TRADE REFORM: Wage Inequality and Globalization 5

To control for institutional features of labor markets, we include plant shares of social-security contributions, non-wage payments, and profit-sharing with workers in total labor costs.

Table 5 presents results for the relative-wage regressions. Relative wages are defined as the log ratio of white collar to blue-collar average annual average annual wages. To address the possibility of multicollinearity, we begin by regressing in the first column relative wages on the two trade policy variables without any other controls. We then redo the analysis in first differences in the second column. Unfortunately, due to very little time series variation in many of the other independent variable, we only redo (1) in first differences. In the third column, we add other measures of openness.

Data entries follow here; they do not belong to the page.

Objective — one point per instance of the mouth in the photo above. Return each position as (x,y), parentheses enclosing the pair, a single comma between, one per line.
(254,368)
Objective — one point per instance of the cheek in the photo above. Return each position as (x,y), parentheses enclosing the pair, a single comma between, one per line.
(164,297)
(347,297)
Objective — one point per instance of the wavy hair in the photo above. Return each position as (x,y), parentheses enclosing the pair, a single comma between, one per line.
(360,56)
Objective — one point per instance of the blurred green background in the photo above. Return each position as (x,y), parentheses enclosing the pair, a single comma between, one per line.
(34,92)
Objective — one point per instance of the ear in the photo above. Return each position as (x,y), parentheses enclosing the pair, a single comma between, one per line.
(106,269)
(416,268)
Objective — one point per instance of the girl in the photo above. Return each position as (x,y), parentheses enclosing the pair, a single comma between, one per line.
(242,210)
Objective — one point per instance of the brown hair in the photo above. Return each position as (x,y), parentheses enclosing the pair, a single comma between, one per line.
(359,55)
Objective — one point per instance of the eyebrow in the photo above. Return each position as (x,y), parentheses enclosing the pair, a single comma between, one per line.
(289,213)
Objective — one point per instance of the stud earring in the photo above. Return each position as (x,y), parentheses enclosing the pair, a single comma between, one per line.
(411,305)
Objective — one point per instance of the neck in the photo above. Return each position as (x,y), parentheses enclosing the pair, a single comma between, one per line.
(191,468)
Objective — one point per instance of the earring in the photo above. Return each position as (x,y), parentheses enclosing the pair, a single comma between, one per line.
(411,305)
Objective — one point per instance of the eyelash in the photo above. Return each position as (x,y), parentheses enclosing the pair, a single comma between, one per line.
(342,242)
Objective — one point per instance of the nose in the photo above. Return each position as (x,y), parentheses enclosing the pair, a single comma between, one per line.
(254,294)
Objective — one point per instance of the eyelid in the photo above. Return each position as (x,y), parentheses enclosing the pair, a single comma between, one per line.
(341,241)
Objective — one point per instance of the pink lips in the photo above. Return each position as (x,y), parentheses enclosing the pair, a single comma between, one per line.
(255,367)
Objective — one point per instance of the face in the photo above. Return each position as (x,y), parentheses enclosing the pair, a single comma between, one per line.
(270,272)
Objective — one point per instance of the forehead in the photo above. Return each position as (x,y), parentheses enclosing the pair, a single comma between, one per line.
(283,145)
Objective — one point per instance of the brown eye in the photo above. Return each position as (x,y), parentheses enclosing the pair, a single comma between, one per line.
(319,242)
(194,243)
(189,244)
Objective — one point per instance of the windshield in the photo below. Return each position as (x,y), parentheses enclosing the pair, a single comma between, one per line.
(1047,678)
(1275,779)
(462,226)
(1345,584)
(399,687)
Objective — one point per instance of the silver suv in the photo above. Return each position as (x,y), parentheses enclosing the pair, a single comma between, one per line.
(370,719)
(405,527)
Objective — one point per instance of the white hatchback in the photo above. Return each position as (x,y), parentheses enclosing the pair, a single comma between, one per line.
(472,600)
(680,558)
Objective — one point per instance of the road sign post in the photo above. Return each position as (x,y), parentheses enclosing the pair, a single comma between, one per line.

In the fourth column we add technology and labor market institution variables. Finally, in the fifth column we add additional measures of technological change. so

In columns (1) and (2), the results are mixed: high industry tariffs are associated with greater wage inequality, while high quotas are associated with the opposite. The second column reports the same regression in first differences: changes in relative wages were regressed on changes in tariffs and quotas. The results are again inconclusive: there is no statistically significant correlation between changes in relative wages and changes in trade policy.

In the next three columns, we redo the analysis, controlling for other measures of openness, technology, capital intensity, size, and labor market institutions. Consider first the results for export activity, foreign ownership, and trade protection. Plants that participate in foreign product or capital markets appear to pay relatively high wages to skilled labor. Relative wages are positively and significantly correlated with the industry share of exports in sales, indicating that the skilled-unskilled wage gap is higher in high-export industries.

Relative wages are also positively correlated with plant-level foreign investment, but not with sector-level FDI. These results suggest that foreign investment locates in sectors with more income inequality, but that foreign firms themselves pay a higher premium to skilled workers. Consistent with the results in columns (1) and (2), relative wages are not significantly correlated with tariff rates or import-license coverage rates.

Among the technology variables, only the share of royalty payments in plant sales is positively and significantly correlated with relative wages. This result suggests that the skilled-unskilled wage gap is higher in plants that upgrade their technology through licensing arrangements. No other technology variables are statistically significant. Other plant characteristics are also important in explaining variation in the skilled-unskilled wage gap.